Object Spilling#

Ray 1.3+ spills objects to external storage once the object store is full. By default, objects are spilled to Ray’s temporary directory in the local filesystem.

Single node#

Ray uses object spilling by default. Without any setting, objects are spilled to [temp_folder]/spill. On Linux and MacOS, the temp_folder is /tmp by default.

To configure the directory where objects are spilled to, use:

import json
import ray

ray.init(
    _system_config={
        "object_spilling_config": json.dumps(
            {"type": "filesystem", "params": {"directory_path": "/tmp/spill"}},
        )
    },
)

You can also specify multiple directories for spilling to spread the IO load and disk space usage across multiple physical devices if needed (e.g., SSD devices):

import json
import ray

ray.init(
    _system_config={
        "max_io_workers": 4,  # More IO workers for parallelism.
        "object_spilling_config": json.dumps(
            {
              "type": "filesystem",
              "params": {
                # Multiple directories can be specified to distribute
                # IO across multiple mounted physical devices.
                "directory_path": [
                  "/tmp/spill",
                  "/tmp/spill_1",
                  "/tmp/spill_2",
                ]
              },
            }
        )
    },
)

Note

To optimize the performance, it is recommended to use an SSD instead of an HDD when using object spilling for memory-intensive workloads.

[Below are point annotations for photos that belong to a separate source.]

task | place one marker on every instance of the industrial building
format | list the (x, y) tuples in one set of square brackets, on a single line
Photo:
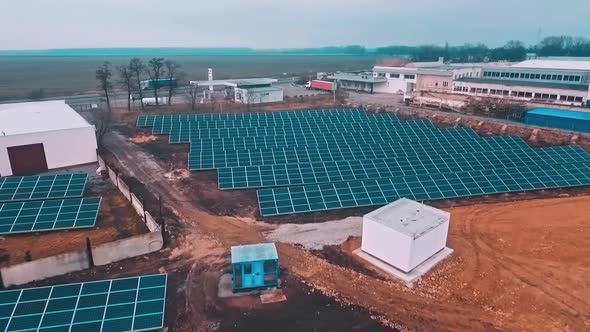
[(562, 81), (247, 91), (558, 118), (254, 266), (362, 82), (405, 235), (39, 136)]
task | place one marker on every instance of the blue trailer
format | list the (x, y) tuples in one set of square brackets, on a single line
[(254, 266), (558, 118)]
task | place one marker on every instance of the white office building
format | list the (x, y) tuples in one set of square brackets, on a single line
[(40, 136)]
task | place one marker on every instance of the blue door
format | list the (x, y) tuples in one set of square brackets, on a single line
[(253, 275)]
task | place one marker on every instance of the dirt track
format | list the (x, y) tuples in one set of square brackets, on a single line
[(511, 271)]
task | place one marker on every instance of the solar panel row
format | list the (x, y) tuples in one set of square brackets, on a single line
[(165, 127), (456, 136), (149, 120), (37, 216), (42, 187), (128, 304), (187, 136), (306, 154), (350, 170), (319, 197)]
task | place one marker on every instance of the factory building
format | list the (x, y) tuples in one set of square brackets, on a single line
[(40, 136), (561, 81)]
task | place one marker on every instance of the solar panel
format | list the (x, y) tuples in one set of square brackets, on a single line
[(426, 163), (42, 187), (38, 216), (127, 304), (324, 153), (319, 197)]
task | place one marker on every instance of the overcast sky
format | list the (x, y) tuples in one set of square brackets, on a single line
[(43, 24)]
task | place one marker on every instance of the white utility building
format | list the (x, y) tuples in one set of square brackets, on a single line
[(39, 136), (405, 233)]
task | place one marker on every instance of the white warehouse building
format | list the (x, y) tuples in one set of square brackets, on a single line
[(405, 234), (39, 136)]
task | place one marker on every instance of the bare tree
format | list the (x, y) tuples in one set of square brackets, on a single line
[(192, 96), (156, 70), (137, 68), (103, 123), (103, 75), (126, 82), (173, 73)]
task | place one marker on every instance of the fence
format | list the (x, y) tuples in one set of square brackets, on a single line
[(101, 254)]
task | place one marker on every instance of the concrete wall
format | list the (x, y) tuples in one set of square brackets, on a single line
[(63, 148), (127, 248), (386, 244), (428, 244), (44, 268)]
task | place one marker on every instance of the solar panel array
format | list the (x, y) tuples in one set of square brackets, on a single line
[(45, 203), (128, 304), (37, 216), (24, 188), (304, 161)]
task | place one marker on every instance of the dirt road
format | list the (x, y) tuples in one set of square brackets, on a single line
[(480, 289)]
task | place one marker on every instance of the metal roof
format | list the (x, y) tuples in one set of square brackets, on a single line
[(561, 113), (263, 89), (355, 77), (254, 252), (242, 82), (409, 217), (564, 64), (35, 117), (564, 86)]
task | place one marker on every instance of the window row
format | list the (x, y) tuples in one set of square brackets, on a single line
[(519, 94), (392, 75), (533, 76)]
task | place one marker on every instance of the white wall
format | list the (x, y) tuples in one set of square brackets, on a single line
[(398, 249), (386, 244), (63, 148), (262, 97), (428, 244)]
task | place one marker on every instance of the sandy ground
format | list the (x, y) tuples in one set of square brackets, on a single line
[(317, 235), (116, 220)]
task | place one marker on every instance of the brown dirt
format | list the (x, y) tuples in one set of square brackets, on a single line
[(116, 220)]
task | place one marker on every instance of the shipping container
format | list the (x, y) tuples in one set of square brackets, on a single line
[(323, 85), (558, 118)]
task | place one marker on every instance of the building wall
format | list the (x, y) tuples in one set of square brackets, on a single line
[(428, 244), (63, 148), (249, 97), (386, 244), (434, 83), (553, 95)]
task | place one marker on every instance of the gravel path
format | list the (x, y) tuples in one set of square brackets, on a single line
[(316, 236)]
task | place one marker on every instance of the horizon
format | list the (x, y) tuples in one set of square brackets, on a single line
[(75, 24)]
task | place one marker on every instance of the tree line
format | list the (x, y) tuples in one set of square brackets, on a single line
[(130, 76), (513, 50)]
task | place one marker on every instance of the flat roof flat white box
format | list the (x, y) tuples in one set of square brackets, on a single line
[(405, 233)]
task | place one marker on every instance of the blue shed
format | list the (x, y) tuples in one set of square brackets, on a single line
[(557, 118), (254, 266)]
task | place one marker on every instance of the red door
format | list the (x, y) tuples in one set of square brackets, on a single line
[(27, 159)]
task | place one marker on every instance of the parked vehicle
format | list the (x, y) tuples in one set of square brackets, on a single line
[(321, 85)]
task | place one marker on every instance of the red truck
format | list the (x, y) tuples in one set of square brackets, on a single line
[(321, 85)]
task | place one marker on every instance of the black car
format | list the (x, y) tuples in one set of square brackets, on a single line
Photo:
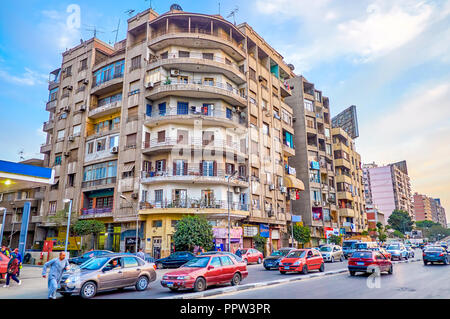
[(175, 260), (272, 261), (86, 256)]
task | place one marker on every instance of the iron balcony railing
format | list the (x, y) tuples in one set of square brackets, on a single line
[(193, 203)]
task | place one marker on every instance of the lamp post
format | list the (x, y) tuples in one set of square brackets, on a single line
[(68, 222), (229, 218), (137, 221)]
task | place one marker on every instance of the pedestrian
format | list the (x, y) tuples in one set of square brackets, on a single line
[(141, 254), (12, 270), (19, 256), (57, 267)]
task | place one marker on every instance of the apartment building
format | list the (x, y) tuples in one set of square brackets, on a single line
[(389, 188), (159, 123), (349, 183), (313, 160), (14, 200)]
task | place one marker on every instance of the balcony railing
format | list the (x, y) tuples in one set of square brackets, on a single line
[(173, 111), (99, 182), (195, 142), (193, 203)]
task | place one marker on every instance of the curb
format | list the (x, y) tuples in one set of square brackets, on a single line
[(225, 290)]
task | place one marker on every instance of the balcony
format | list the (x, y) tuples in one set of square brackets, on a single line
[(197, 89), (197, 63), (48, 126), (211, 118), (192, 176), (106, 109), (169, 144)]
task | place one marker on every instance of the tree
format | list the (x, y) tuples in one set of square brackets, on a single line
[(302, 234), (401, 221), (193, 231), (259, 242)]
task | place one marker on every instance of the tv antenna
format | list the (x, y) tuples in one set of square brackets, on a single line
[(233, 14), (93, 28)]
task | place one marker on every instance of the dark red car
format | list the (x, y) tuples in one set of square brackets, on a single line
[(250, 255), (206, 270), (368, 261), (4, 260), (302, 260)]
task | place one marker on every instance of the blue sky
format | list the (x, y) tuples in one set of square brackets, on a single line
[(390, 58)]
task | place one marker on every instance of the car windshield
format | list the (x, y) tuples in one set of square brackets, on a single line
[(362, 254), (297, 254), (94, 264), (282, 252), (197, 262)]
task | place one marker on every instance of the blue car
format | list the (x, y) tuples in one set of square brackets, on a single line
[(435, 254)]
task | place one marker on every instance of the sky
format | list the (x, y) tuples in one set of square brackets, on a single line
[(389, 58)]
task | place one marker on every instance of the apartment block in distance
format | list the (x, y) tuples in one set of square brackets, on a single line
[(151, 129), (313, 160), (389, 188)]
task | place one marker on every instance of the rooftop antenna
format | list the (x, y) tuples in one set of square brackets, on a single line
[(233, 14)]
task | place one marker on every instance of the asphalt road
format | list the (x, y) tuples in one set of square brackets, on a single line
[(409, 281)]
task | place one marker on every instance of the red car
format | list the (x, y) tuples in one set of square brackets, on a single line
[(250, 255), (302, 260), (206, 270), (4, 260), (368, 261)]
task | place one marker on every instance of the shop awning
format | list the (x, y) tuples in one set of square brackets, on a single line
[(293, 182)]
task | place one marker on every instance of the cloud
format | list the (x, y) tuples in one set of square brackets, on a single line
[(28, 78)]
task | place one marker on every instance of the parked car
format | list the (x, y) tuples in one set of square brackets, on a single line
[(348, 247), (174, 260), (207, 270), (272, 261), (4, 260), (367, 261), (88, 255), (106, 272), (237, 258), (397, 251), (434, 254), (302, 260), (250, 255), (332, 253)]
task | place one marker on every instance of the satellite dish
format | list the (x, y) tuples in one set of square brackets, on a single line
[(176, 7)]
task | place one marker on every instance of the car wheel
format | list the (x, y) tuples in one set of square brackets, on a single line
[(236, 279), (200, 284), (322, 267), (305, 270), (142, 283), (88, 290)]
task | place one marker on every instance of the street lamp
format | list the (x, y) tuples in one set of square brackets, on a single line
[(68, 222), (229, 218), (137, 221)]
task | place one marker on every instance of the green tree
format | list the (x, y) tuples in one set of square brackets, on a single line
[(401, 221), (302, 234), (260, 243), (193, 231)]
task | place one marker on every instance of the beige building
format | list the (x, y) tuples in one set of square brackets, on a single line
[(349, 183), (156, 124)]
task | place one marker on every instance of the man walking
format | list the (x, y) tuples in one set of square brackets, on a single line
[(12, 270), (57, 267)]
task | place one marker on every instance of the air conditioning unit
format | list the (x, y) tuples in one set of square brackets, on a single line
[(174, 72)]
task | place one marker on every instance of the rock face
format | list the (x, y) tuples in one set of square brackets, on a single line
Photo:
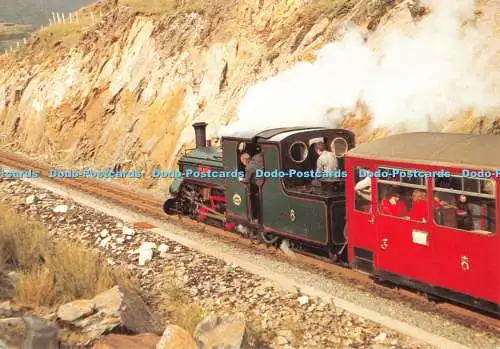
[(117, 341), (127, 93), (176, 337), (220, 332), (40, 335), (116, 308)]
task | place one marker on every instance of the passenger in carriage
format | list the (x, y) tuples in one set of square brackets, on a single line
[(393, 206), (464, 216), (418, 210)]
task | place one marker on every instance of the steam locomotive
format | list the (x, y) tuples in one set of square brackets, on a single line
[(436, 252)]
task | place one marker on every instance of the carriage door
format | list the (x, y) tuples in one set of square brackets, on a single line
[(362, 237), (236, 191), (405, 245), (466, 237)]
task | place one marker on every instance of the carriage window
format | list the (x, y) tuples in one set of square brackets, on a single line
[(467, 204), (362, 189), (298, 151), (402, 193), (339, 147)]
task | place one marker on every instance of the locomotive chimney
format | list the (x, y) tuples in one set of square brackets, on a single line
[(200, 134)]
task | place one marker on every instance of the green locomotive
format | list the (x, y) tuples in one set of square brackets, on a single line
[(286, 205)]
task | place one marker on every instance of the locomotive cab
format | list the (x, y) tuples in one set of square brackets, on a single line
[(289, 204)]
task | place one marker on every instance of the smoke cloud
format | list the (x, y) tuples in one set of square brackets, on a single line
[(408, 83)]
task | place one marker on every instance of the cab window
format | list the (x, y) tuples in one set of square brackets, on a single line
[(362, 189), (465, 203), (402, 193)]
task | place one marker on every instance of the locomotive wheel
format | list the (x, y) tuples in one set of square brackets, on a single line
[(170, 206), (333, 255), (268, 238)]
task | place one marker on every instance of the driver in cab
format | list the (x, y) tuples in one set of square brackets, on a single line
[(326, 163), (252, 164)]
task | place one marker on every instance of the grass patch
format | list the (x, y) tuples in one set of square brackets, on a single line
[(181, 309), (51, 272), (168, 7), (64, 35)]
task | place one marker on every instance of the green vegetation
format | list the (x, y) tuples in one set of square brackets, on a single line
[(170, 7), (50, 272), (180, 308)]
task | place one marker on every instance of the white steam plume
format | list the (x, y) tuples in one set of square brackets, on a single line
[(434, 74)]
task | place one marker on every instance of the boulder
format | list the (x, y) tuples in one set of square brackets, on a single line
[(12, 331), (118, 341), (117, 308), (220, 332), (75, 310), (175, 337)]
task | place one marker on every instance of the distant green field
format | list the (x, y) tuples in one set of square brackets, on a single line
[(11, 33)]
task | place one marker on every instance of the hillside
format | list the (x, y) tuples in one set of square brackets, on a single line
[(123, 85)]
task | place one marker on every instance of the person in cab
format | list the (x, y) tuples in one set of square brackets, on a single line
[(393, 206), (252, 164), (418, 210), (327, 162)]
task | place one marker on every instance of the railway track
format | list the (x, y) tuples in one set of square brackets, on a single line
[(154, 207)]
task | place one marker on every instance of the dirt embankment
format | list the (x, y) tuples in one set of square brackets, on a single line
[(123, 84)]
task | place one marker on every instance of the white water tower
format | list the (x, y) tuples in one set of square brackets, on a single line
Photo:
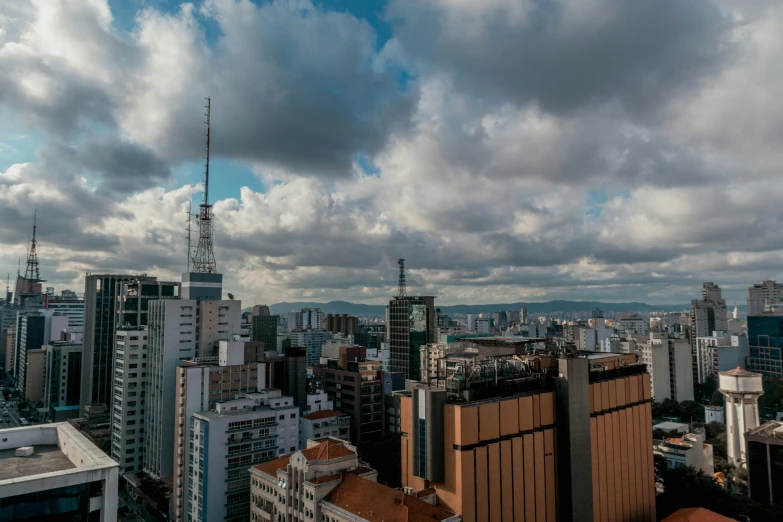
[(742, 390)]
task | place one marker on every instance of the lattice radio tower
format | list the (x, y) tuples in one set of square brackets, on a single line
[(31, 273), (401, 290), (204, 258)]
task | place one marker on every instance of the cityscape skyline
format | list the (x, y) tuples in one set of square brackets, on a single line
[(632, 180)]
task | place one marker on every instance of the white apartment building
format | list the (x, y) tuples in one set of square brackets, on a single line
[(764, 294), (669, 363), (172, 337), (632, 324), (313, 340), (254, 428), (324, 423), (58, 466), (318, 401), (128, 410), (720, 352), (687, 450), (201, 383)]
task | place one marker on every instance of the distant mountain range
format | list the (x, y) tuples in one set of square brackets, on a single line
[(344, 307)]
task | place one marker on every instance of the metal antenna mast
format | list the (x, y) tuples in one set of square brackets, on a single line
[(190, 215), (31, 273), (204, 259), (401, 291)]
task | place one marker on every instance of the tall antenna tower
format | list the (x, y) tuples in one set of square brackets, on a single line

If you are using an HDD, it is recommended that you specify a large buffer size (> 1MB) to reduce IO requests during spilling.

import json
import ray

ray.init(
    _system_config={
        "object_spilling_config": json.dumps(
            {
              "type": "filesystem",
              "params": {
                "directory_path": "/tmp/spill",
                "buffer_size": 1_000_000,
              }
            },
        )
    },
)

To prevent running out of disk space, local object spilling will throw OutOfDiskError if the disk utilization exceeds the predefined threshold. If multiple physical devices are used, any physical device’s over-usage will trigger the OutOfDiskError. The default threshold is 0.95 (95%). You can adjust the threshold by setting local_fs_capacity_threshold, or set it to 1 to disable the protection.

import json
import ray

ray.init(
    _system_config={
        # Allow spilling until the local disk is 99% utilized.
        # This only affects spilling to the local file system.
        "local_fs_capacity_threshold": 0.99,
        "object_spilling_config": json.dumps(
            {
              "type": "filesystem",
              "params": {
                "directory_path": "/tmp/spill",
              }
            },
        )
    },
)

To enable object spilling to remote storage (any URI supported by smart_open):

  import json
  import ray

  ray.init(
      _system_config={
          "max_io_workers": 4,  # More IO workers for remote storage.
          "min_spilling_size": 100 * 1024 * 1024,  # Spill at least 100MB at a time.
          "object_spilling_config": json.dumps(
              {
                "type": "smart_open",
                "params": {
                  "uri": "s3://bucket/path"
                },
                "buffer_size": 100 * 1024 * 1024,  # Use a 100MB buffer for writes
              },
          )
      },
  )

It is recommended that you specify a large buffer size (> 1MB) to reduce IO requests during spilling.

Spilling to multiple remote storages is also supported.

  import json
  import ray

  ray.init(
      _system_config={
          "max_io_workers": 4,  # More IO workers for remote storage.
          "min_spilling_size": 100 * 1024 * 1024,  # Spill at least 100MB at a time.
          "object_spilling_config": json.dumps(
              {
                "type": "smart_open",
                "params": {
                  "uri": ["s3://bucket/path1", "s3://bucket/path2", "s3://bucket/path3"],
                },
                "buffer_size": 100 * 1024 * 1024, # Use a 100MB buffer for writes
              },
          )
      },
  )

Remote storage support is still experimental.

Cluster mode#

To enable object spilling in multi node clusters:

# Note that `object_spilling_config`'s value should be json format.
# You only need to specify the config when starting the head node, all the worker nodes will get the same config from the head node.
ray start --head --system-config='{"object_spilling_config":"{\"type\":\"filesystem\",\"params\":{\"directory_path\":\"/tmp/spill\"}}"}'

Stats#

When spilling is happening, the following INFO level messages will be printed to the raylet logs (e.g., /tmp/ray/session_latest/logs/raylet.out):

local_object_manager.cc:166: Spilled 50 MiB, 1 objects, write throughput 230 MiB/s
local_object_manager.cc:334: Restored 50 MiB, 1 objects, read throughput 505 MiB/s

You can also view cluster-wide spill stats by using the ray memory command:

--- Aggregate object store stats across all nodes ---
Plasma memory usage 50 MiB, 1 objects, 50.0% full
Spilled 200 MiB, 4 objects, avg write throughput 570 MiB/s
Restored 150 MiB, 3 objects, avg read throughput 1361 MiB/s

If you only want to display cluster-wide spill stats, use ray memory --stats-only.